After spending two to three months staying up later, it can be a difficult task to move your bedtime forward. This process is called phase advancement. Jet lag after traveling west to east is an example of a circadian rhythm phase shift that requires you to move your sleep time forward.

Many times you can readjust to an earlier bedtime schedule by waking with an alarm at the earlier time, even though you may not have fallen asleep as early as you would have liked. After a night or two, your body is exhausted and you fall asleep earlier, and your problem is solved.

Suppose after several days you're still having trouble settling down to sleep at the earlier time and you're dragging yourself slowly throughout the day. Here are a couple of suggestions to advance your sleep clock.

Dim the Lights

Your body clock or circadian rhythm is sensitive to light. When it is dark, your body secretes the hormone melatonin, which prompts your body to fall asleep. Studies have shown that bright light in the evenings suppresses melatonin secretion. This means that if your home is as bright as the Las Vegas strip at 7 p.m., you may have trouble falling asleep. Try dimming the lights in your home in the evening to a candlelight brightness equivalency. Yes, this is low lighting. But this achieves the objective of sending the signal to your brain that your activity level is slowing down.

In addition to the room lighting adjustments, minimize your use of electronics that emit bright light. This should be done about an hour before bedtime. Before the invention of tablets, we watched televisions that generated moderate brightness and that were stationed across a room several feet from your eyes. Now we read from devices that emit fairly bright light from a much closer distance.
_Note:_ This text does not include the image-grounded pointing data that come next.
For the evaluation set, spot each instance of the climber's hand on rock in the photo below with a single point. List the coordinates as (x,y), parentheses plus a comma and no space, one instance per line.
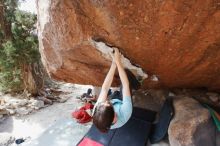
(117,55)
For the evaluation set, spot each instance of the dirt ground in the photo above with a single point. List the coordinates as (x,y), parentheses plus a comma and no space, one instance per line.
(36,124)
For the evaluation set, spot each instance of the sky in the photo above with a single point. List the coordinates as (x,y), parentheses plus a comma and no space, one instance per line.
(28,5)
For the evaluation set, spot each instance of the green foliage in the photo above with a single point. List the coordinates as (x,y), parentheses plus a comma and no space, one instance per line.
(21,48)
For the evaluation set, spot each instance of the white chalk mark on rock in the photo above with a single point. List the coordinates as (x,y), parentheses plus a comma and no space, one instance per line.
(154,78)
(105,50)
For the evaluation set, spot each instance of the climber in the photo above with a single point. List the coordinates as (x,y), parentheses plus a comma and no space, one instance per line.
(114,111)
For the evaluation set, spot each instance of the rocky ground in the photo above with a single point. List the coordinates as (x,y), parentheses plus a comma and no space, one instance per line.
(29,118)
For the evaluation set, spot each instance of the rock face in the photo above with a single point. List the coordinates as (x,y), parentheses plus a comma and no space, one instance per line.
(177,43)
(191,125)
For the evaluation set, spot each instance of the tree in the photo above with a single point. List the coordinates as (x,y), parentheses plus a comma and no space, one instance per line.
(20,67)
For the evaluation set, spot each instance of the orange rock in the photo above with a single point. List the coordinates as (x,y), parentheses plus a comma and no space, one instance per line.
(177,41)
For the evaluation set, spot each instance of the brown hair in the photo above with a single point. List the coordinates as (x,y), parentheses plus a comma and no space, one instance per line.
(103,117)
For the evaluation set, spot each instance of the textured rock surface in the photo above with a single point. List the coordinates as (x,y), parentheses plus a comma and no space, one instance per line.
(177,41)
(191,125)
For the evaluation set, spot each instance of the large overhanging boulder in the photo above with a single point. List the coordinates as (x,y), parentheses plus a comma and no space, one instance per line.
(171,44)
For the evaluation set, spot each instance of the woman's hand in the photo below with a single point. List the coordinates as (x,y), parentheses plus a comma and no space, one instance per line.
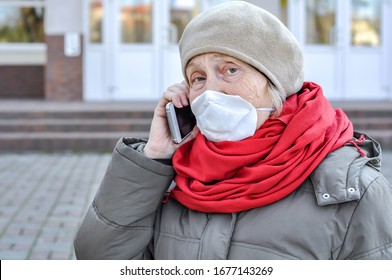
(160,143)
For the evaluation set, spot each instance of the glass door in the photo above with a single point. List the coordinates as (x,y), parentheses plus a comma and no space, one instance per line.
(365,52)
(120,57)
(347,46)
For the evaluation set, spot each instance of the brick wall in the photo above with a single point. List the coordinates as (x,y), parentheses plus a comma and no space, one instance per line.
(63,75)
(22,82)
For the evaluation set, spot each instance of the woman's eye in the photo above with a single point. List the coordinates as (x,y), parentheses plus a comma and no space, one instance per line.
(231,70)
(198,79)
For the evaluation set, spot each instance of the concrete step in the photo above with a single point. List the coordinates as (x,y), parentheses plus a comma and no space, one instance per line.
(74,125)
(64,141)
(96,127)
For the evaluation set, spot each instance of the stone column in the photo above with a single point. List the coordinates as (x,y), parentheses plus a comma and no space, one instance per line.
(64,68)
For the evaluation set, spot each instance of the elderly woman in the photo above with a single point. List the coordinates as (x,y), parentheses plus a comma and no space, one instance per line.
(271,171)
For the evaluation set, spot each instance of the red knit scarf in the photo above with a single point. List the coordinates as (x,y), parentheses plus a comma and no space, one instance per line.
(227,177)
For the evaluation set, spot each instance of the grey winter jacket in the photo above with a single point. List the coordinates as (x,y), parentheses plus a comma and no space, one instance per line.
(342,211)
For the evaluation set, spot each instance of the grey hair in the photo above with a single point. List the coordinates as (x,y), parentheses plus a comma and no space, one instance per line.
(277,99)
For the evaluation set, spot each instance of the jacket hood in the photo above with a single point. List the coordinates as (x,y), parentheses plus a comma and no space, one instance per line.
(337,178)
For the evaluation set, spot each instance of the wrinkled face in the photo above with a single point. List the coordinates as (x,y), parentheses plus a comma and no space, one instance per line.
(226,74)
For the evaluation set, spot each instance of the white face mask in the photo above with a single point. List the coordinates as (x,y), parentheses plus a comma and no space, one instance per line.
(223,117)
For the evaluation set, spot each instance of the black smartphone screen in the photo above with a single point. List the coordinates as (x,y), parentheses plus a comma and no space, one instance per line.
(186,120)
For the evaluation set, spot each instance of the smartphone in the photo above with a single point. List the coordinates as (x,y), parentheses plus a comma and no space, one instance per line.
(181,122)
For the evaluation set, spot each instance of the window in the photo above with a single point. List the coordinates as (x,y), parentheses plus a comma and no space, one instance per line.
(95,21)
(320,22)
(22,21)
(136,21)
(365,22)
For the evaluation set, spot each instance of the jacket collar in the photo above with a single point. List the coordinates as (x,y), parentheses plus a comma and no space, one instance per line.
(336,179)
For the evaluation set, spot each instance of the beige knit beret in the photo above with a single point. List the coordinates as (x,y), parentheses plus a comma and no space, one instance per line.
(248,33)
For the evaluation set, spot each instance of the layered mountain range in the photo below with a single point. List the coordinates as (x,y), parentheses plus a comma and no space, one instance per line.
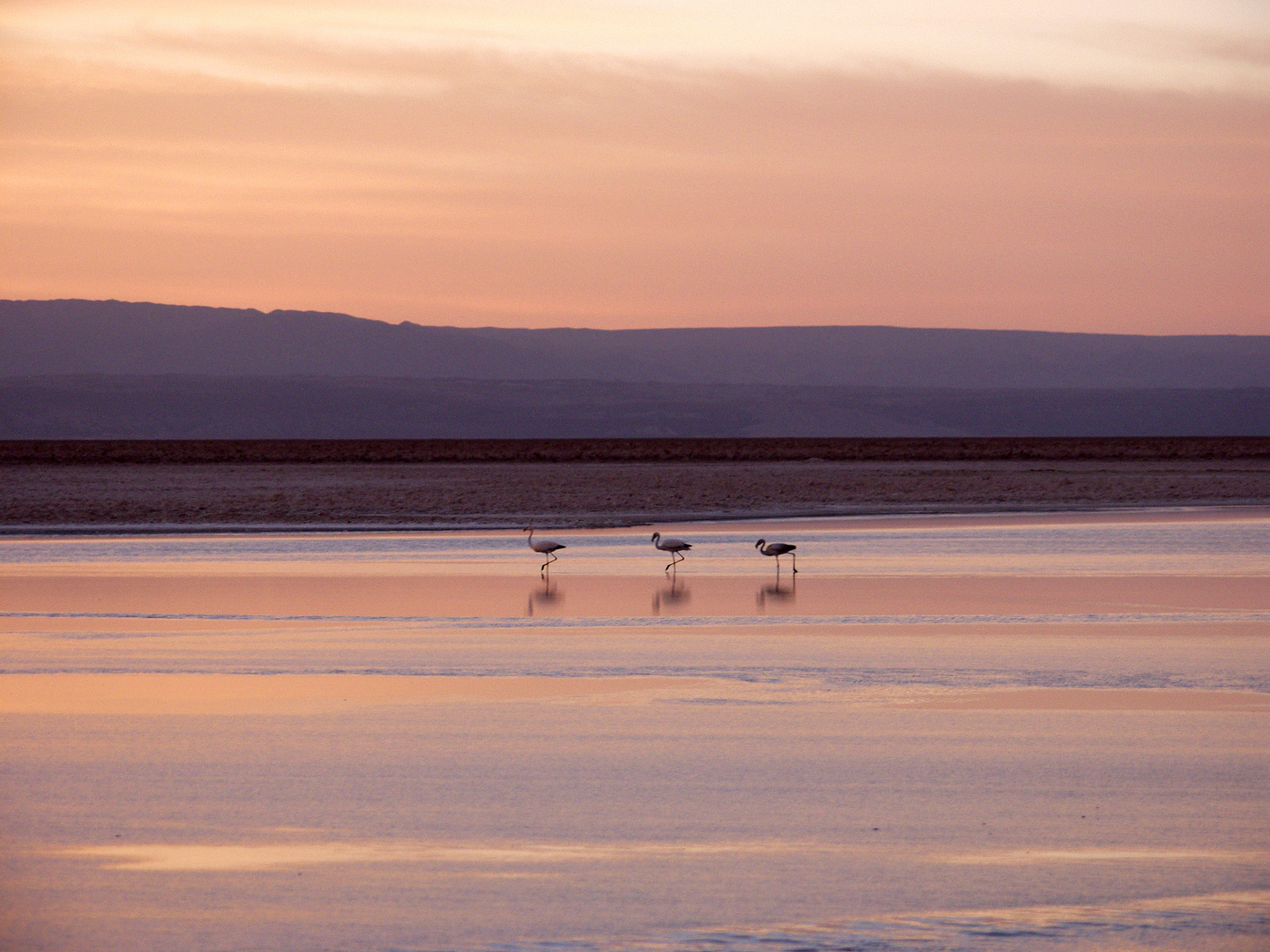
(111,368)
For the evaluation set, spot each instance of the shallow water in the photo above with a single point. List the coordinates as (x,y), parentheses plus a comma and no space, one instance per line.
(1018,733)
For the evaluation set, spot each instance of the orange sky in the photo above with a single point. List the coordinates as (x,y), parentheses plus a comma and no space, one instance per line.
(646,163)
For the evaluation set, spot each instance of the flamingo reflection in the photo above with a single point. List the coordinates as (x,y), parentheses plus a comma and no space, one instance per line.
(545,597)
(778,593)
(671,596)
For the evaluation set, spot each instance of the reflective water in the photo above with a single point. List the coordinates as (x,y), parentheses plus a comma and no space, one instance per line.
(1011,733)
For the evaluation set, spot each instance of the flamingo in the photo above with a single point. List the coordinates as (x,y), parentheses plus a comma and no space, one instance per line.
(544,546)
(778,548)
(675,546)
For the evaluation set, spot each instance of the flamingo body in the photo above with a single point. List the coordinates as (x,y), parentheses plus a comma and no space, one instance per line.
(544,546)
(675,546)
(778,548)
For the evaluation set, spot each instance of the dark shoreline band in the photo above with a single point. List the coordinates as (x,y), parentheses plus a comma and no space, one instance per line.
(635,450)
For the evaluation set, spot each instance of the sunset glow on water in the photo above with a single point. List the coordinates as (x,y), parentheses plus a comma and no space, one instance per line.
(1018,733)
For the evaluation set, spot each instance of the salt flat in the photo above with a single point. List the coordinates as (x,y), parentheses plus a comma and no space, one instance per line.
(993,732)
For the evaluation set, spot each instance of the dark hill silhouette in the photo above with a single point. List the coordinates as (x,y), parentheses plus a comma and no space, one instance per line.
(41,338)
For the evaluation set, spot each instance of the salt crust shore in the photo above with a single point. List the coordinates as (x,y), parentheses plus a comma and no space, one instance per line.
(291,496)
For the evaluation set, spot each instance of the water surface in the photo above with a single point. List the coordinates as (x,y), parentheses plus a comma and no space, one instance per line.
(1018,733)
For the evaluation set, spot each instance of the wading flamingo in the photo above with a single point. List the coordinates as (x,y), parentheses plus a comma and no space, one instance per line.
(778,548)
(544,546)
(675,546)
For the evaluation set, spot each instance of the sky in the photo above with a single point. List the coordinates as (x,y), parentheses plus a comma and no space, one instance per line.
(1058,165)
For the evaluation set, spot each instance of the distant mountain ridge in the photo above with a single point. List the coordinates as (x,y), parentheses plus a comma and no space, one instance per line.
(112,338)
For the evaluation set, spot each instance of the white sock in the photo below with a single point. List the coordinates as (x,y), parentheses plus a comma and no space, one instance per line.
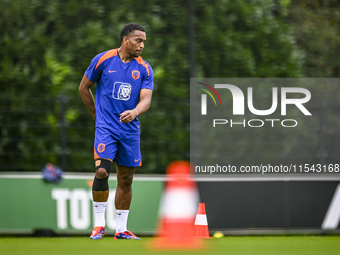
(99,213)
(122,216)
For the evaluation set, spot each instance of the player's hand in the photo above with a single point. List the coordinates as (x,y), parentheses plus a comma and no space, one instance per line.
(128,116)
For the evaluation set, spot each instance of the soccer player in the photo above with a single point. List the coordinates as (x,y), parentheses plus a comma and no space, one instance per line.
(124,90)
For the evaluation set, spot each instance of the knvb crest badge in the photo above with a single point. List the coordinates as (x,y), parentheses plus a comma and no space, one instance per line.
(121,91)
(135,74)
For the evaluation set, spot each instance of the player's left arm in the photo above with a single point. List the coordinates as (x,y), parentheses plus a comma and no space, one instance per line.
(145,96)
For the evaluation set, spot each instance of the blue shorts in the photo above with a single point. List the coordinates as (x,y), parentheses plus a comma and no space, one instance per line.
(122,148)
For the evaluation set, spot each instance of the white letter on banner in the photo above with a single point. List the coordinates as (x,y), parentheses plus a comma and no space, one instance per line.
(61,195)
(332,217)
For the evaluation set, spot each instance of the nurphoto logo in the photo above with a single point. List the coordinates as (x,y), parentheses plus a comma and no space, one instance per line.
(287,97)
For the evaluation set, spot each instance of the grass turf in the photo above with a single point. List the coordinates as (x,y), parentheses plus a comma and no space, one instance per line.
(240,245)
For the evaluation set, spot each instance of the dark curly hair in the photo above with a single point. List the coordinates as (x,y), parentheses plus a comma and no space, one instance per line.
(129,28)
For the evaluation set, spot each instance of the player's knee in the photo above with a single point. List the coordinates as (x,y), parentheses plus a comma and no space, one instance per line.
(101,173)
(125,182)
(103,168)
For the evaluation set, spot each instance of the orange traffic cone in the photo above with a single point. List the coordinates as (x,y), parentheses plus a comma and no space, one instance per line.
(177,212)
(201,229)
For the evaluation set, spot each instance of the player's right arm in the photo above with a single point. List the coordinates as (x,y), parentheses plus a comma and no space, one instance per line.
(86,95)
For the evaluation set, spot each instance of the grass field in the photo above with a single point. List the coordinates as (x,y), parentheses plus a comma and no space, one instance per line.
(312,245)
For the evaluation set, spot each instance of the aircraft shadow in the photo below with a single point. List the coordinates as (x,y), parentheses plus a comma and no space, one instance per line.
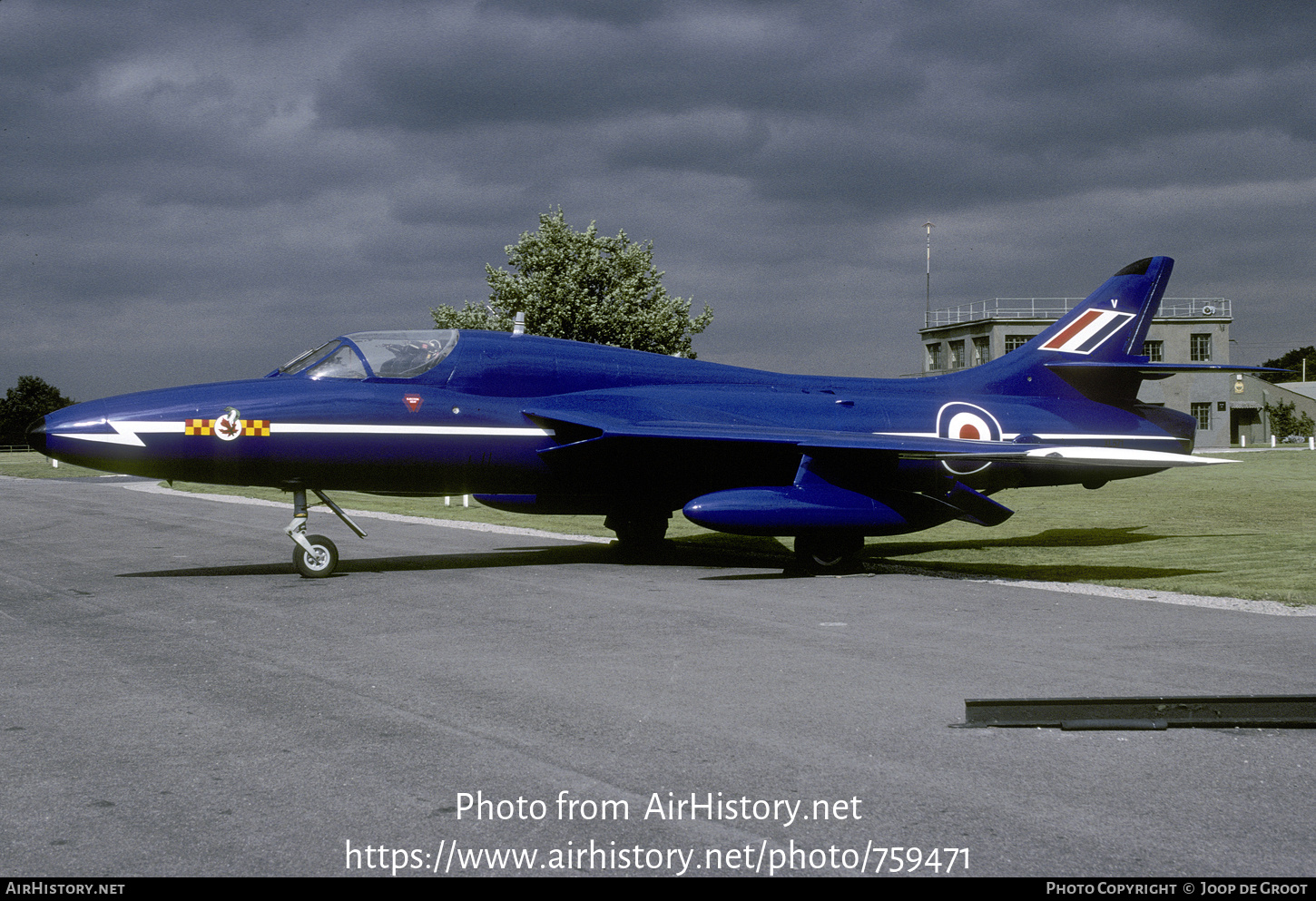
(734,552)
(675,554)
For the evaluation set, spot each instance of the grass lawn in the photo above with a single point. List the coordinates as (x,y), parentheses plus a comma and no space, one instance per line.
(1242,530)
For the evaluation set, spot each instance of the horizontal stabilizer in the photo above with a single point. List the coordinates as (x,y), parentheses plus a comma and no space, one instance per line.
(1103,456)
(1153,370)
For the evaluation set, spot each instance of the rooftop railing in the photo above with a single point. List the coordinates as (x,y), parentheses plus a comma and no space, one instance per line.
(1053,308)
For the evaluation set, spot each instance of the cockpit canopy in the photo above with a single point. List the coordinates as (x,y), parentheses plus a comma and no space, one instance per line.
(370,354)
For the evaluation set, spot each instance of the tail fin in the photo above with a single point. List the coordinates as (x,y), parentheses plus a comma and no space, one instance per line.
(1111,325)
(1096,348)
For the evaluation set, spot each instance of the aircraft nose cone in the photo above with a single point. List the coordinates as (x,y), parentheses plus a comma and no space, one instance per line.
(37,436)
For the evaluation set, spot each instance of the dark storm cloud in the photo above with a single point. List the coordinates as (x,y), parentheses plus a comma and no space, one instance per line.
(456,69)
(181,174)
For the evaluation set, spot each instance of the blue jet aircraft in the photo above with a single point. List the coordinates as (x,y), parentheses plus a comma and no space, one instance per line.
(541,425)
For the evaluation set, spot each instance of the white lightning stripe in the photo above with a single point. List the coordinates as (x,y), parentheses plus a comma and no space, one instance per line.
(353,429)
(1044,436)
(126,432)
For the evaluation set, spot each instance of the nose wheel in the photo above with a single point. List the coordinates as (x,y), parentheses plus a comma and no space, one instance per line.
(315,556)
(319,562)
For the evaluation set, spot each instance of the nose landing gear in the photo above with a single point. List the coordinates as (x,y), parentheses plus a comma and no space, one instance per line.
(315,556)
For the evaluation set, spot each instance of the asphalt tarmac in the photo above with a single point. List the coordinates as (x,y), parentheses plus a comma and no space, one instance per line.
(178,701)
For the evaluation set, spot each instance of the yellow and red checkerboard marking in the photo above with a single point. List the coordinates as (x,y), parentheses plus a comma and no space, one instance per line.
(257,427)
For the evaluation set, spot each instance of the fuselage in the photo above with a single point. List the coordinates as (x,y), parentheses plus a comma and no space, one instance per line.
(485,416)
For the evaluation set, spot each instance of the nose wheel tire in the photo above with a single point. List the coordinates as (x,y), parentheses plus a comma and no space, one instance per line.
(316,564)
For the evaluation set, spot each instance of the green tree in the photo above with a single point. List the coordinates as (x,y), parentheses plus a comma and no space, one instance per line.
(1286,421)
(24,404)
(584,287)
(1291,360)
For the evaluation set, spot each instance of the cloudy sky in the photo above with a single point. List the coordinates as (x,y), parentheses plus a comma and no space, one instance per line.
(198,191)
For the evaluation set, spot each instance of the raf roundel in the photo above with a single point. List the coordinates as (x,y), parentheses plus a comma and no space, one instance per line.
(967,423)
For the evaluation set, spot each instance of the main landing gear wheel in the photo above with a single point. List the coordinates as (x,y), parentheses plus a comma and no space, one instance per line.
(821,554)
(319,562)
(638,534)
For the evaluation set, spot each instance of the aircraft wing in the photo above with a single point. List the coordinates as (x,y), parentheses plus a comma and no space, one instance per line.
(578,427)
If you must read from your device, try using blue light blocking glasses while in front of your computer or tablet. Blue light is light that mimics the wavelength of sunlight. Sunlight has a powerful affect on shutting down melatonin secretion.

Melatonin Supplementation

Although melatonin is a natural hormone secreted in the brain, it is also synthesized as a sleep aid supplement. The tricky thing about melatonin is knowing how to take it properly. Scientific studies suggest that low dose consumption of between 0.3 mg -1 mg is most effective. However, there are many formulations that come in the form of 3 mg tablets.

There are some who take melatonin at bedtime and it helps them fall asleep. In theory, though, melatonin does not initiate sleep immediately. In the body, melatonin levels increase about two hours before sleep. Therefore, melatonin supplementation can be useful in helping one fall asleep earlier. Research studies from Northwestern University Center for Sleep and Circadian Biology suggest people wanting to move their sleep forward take melatonin 4-5 hours before their desired bedtime.

So if you have been going to bed all summer at midnight and now need to go to bed at 10:30 p.m. to get your eight hours of sleep, take 0.5 - 1 mg of melatonin at 6:30 p.m. Keep in mind it may take a few nights before you realize the benefit. Of course, if you have medical problems consult your physician before taking melatonin, and parents wanting to help their children fall asleep should consult their child's pediatrician before administering melatonin.

Light Exposure

Lastly, my favorite fallback when it comes to adjusting to a sleep schedule involves the use of the light box. Bright light such as sunlight shuts off melatonin production. Early morning sunlight can reset your body clock to start at an earlier time. If you have spent the summer waking at 7 a.m. and now need to be standing at attention at 6 a.m., try 15 to 30 minutes of bright light exposure first thing in the morning as you get ready for work. This early light exposure can serve to shift your body clock forward such that you wake naturally at your earlier time and feel more alert earlier in the mornings.